Tawa Terakhir Kita, Kini Menggema di Kepalaku
Dan kemarin, kita tertawa tanpa terpikir akan berakhir kecewa.
Kemarin, kau menggenggam tanganku seolah dunia tak akan berani merobek kita. Tatapanmu bilang, "aku akan tinggal," dan bodohnya aku percaya tanpa bertanya: "sampai kapan?"
Kemarin langit mendung pun tak sangar-terlihat lebih biru dari biasanya. Dan kita, dibawahnya menenun kisah antara tawa dan detak jantung yang saling berpacu.
Kita duduk berdua, menyusun mimpi di bawah senja seperti anak-anak yang menggambar rumah dan matahari dengan krayon kesayangan.
Kau bilang hidup adalah perjalanan dan aku percaya selama kita melangkah pada dendang yang seirama, segala lelah akan berubah menjadi nyanyian. Kala itu, aku adalah matahari pagimu, yang kau sambut dengan senyum separuh mali dan kau adalah kopi pahit yang kuminum tanpa ragu, meski sesekali getirnya merubah suasana hatiku.
Kita pernah begitu dekat, hingga jarak antara napas dan bisikan terasa kekal-walau pada nyatanya memang tak masuk akal. Namun siapa sangka tawa yang kemarin tumbuh subur di ladang dada, kini berubah menjadi sunyi yang kering tak bermakna.
Aku pikir kau rumah, tempat segala resah juga gelisah bisa duduk dan diredakan. Ternyata kau hanya persinggahan, hanya saja dengan versi sedikit lama-yang efek sampingnya, membuatku lupa bagaimana rasanya sendiri.

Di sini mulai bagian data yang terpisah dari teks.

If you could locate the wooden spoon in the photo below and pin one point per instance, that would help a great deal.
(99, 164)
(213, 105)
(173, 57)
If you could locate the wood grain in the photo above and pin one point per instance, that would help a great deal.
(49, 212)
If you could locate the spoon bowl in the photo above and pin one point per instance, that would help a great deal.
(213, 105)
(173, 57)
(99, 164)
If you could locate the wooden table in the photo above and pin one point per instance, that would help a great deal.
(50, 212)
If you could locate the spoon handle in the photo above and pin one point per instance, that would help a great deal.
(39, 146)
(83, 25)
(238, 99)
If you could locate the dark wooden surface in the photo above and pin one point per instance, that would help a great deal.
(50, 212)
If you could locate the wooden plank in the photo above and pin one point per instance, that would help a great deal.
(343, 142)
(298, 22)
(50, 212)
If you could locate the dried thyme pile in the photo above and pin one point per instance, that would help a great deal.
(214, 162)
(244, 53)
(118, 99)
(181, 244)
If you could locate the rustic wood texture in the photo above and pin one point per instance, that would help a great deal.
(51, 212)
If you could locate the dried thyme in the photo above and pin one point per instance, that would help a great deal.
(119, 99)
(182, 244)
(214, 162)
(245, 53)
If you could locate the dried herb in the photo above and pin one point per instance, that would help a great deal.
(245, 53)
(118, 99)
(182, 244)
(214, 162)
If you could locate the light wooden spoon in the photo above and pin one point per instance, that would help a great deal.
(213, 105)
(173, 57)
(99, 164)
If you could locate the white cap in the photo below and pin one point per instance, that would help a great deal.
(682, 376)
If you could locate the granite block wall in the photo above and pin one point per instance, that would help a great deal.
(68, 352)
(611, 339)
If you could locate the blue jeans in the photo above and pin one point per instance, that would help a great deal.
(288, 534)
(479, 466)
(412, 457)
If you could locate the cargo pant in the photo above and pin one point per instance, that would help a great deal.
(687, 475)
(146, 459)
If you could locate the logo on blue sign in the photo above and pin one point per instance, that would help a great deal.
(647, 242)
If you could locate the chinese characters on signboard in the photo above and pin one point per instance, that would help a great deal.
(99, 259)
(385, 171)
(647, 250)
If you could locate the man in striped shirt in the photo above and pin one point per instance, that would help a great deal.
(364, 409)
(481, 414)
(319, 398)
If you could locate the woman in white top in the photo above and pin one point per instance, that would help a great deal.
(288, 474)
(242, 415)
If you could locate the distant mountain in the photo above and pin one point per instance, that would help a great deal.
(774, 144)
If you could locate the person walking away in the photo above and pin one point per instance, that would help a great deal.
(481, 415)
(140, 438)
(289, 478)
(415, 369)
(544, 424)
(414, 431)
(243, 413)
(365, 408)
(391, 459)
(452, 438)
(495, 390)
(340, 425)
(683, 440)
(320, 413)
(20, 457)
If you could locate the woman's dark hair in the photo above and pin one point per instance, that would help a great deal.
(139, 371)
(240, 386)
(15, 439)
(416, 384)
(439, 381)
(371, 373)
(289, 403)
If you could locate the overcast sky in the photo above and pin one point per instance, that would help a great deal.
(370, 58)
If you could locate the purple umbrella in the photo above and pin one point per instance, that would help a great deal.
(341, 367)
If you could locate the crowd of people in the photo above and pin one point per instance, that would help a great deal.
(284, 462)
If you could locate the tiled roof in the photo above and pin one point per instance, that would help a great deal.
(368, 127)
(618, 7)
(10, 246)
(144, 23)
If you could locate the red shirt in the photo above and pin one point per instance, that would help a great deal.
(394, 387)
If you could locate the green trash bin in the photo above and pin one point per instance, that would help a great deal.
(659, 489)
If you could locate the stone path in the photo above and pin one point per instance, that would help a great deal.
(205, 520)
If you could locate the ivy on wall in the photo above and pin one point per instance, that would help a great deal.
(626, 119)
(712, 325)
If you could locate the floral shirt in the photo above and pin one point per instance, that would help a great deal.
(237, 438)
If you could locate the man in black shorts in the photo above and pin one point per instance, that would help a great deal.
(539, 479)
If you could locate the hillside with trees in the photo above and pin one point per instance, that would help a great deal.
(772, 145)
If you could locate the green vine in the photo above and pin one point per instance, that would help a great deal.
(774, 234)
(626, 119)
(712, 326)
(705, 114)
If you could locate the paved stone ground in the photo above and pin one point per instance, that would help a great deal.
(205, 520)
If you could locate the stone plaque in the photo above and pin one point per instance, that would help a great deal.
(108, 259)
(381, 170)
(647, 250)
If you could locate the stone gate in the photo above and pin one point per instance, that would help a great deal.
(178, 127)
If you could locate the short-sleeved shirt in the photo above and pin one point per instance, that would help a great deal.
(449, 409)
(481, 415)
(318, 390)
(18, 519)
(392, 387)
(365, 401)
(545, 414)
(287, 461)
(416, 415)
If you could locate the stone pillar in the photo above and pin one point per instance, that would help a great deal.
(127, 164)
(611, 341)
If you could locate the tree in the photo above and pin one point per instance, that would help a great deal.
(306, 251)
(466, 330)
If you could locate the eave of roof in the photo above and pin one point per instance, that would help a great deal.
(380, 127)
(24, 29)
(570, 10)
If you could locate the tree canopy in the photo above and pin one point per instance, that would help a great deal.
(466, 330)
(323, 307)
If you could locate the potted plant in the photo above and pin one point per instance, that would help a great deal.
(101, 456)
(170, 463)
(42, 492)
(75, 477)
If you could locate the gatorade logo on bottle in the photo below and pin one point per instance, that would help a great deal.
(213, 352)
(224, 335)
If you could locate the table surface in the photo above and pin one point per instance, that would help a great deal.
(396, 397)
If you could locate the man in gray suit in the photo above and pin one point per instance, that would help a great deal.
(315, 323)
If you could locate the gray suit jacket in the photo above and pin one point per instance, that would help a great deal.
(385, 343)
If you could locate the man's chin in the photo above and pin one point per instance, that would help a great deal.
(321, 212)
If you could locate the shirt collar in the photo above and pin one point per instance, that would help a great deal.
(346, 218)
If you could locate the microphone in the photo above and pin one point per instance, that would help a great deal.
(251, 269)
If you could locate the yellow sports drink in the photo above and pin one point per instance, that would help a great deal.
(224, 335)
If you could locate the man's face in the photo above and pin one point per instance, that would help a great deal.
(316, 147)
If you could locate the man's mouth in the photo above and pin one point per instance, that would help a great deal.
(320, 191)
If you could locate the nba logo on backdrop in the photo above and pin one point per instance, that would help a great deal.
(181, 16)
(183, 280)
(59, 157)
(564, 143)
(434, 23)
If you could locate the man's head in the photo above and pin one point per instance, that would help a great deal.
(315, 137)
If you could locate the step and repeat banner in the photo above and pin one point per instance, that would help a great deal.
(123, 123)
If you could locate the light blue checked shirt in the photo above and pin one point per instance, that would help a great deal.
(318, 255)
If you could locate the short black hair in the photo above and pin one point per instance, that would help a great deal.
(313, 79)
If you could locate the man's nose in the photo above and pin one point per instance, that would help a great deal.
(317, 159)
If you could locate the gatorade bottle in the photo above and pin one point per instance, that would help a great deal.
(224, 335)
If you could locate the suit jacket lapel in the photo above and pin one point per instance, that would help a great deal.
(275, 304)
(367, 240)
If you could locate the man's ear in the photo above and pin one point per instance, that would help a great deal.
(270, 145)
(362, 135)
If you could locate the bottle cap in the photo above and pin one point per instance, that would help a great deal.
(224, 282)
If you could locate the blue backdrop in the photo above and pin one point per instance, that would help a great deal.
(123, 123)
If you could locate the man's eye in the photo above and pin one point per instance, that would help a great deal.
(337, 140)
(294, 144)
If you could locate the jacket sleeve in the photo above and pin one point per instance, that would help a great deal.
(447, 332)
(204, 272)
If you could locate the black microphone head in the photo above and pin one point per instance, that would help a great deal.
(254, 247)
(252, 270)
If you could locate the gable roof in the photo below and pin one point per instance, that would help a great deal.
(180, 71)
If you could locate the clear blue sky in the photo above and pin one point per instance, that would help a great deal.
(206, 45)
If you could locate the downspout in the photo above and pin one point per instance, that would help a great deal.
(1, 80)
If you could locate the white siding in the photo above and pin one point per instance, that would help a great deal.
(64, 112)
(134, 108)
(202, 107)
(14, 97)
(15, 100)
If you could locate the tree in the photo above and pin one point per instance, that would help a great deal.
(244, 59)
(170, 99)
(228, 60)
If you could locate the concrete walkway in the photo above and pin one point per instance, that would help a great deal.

Kemarin, kita tertawa tanpa sadar bahwa waktu sedang mencatatnya untuk kemudian dijadikan kenangan yang paling menyakitkan.
Tawa kita kini tinggal gema, yang kadang muncul di sela-sela tidur, menyelinap ke dalam mimpi, hanya untuk membuatku bangun dalam perasaan sepi. Dan, jika waktu bisa kutarik mundur, aku tidak akan memilih untuk tidak mencintaimu. Aku hanya akan memilih untuk tidak percaya bahwa kau akan tinggal.
Siapa kita? Kita seperti langit dan senja: bertemu setiap hari, namun tetap berakhir gelap.
Setiap tawa kita dulu kini terdengar seperti ledekan. Betapa lucunya kita percaya pada "selamanya" kadang hanya sebatas tanggal kadaluarsa yang tak tertulis di awal.
Kau berlalu seperti hujan yang lelah jatuh, dan aku-aku masih di sini, menjemur kenangan di bawah matahari rindu yang tak kunjung reda.
Ada yang tak selesai di antara kita, bukan karena tak bisa, tapi karena semesta memilih jalan yang tak kita pinta. Seperti lilin yang padam tanpa pamit, begitu saja kau menghilang, meninggalkan abu dari janji-janji yang dulu menghangatkan malam.
Kini, bila kita bertemu di persimpangan waktu, mungkin hanya tatapan yang saling mengenang, tanpa kata, tanpa peluk, hanya bisu yang berkata "Aku pernah di sana, di hatimu yang kini detaknya telah asing di telingaku."
Dan aku, masih menyimpan sisa tawamu dalam kenangan yang kubungkus rapi, meski kau tak lagi kembali. Sampai hari ini, aku masih menyisakan ruang kosong untukmu, di antara tumpukan doa yang tak pernah berani aku panjatkan lagi. Karena aku tahu, Tuhan sudah menuliskanmu di takdir orang lain.